Sunday 28 October 2012

Nato: wrong - Trident: gone!

NATO: wrong – Trident: gone!

As many of you will know the SNP recently changed long-standing policy and adopted a position of an independent Scotland being, or remaining if you wish to follow the EU analogy, a member of NATO.

I’m against nuclear weapons. No matter how you dress them up. I always have been and always will be. The sooner Trident, a weapons system of mass destruction and murder, is removed from our country the better. 

So that’s where I come from.

You can disagree if you like, arguing that “we” need them to deter some undefined threat from some undefined source, but I’m afraid as far as I’m concerned their use cannot be justified. They didn’t stop the airliners in 9/11 and there just isn’t any other credible threat elsewhere.

I’m old enough to remember the Cold War. Over a third of my adult life has been spent under its shadow. I actually remember, unless it’s some figment of my imagination, having drills in Primary School about what to do if the air raid sirens (which were only decommissioned in 1993) went off. We were told to crouch down under our desks in the same position you see in the airline safety brochures when you fly anywhere: precious good that would have done us with the Leuchars airbase a mere 7-8 miles across the Tay!

And make no mistake about it Dundee as Scotland’s 4th city with its port facilities would have been on the list of targets for those incoming missiles of mass destruction and wanton slaughter.

Glasgow too, where I now live, as a major population centre and with at the time its extensive ship building industry would have been wiped from the map with as much ease as you might swat a fly. Easier in fact – unlike the fly, a city can’t get out of the way.

As a student I remember going to see a film in the students union – almost certainly The Day After, released to a TV audience of 100 million in the USA in 1983. It’s well worth a watch if you are in any doubt as to the outcome of a nuclear exchange. Scroll forward and watch from around the 50 minute mark if you just want to see those effects, but the film itself, although long, is very watchable.


So taking all that into account I don’t see the benefit of an independent Scotland being in an organisation which would still permit the FIRST use of nuclear weapons. Not retaliation: the FIRST use.

But isn't everyone else is in it you may ask? You’d be wrong to think so. Many European countries such as Ireland, Sweden, Finland, Switzerland and Austria are not. They participate in the Partnership for Peace Programme but are not NATO members.

I’ve always believed that independence for Scotland will give us a chance to be different. We already have  health and education systems diverging widely from the rest of the UK and there is no reason why we should go down the same road as other nations.

A couple of statistics I came across whilst researching this blog took my breath away.

The first is that the combined military spending of the NATO countries makes up 70% of the world’s defence spending. The second is that the percentage of GDP spent on defence by the UK is second only to the USA and at 2.6% is a full 0.5% (and that’s a lot of money) ahead of the country in 3rd place.

Who are we trying to kid here? Why are we spending so much of our money in this manner?

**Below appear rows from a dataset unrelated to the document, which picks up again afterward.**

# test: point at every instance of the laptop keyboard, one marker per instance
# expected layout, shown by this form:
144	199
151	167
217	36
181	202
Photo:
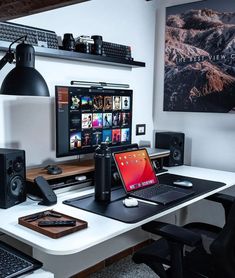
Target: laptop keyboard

A quick read of some of the comments on any SNP/Independence stories in the likes of the Daily Telegraph, Daily Mail and even sadly the Guardian will soon reveal the answer.

Down south they still haven’t grasped the fact that 2/3 of the globe is no longer coloured pink and that there is no British Empire.

There is of course another way. The way an independent Scotland, no matter its political make up,  would undoubtedly follow. A small compact defence force, comparable with the likes of Norway and Denmark, nations of similar sizes, available to the UN for peacekeeping and humanitarian missions.

But to participate in NATO in its present form is simply morally wrong.

So for all those reasons I think the SNP got it wrong at their conference, perhaps making the decisions for what it thought were all the right reasons, but still wrong. In all my years of campaigning not ONCE has anyone on a doorstep asked me what our policy on NATO was.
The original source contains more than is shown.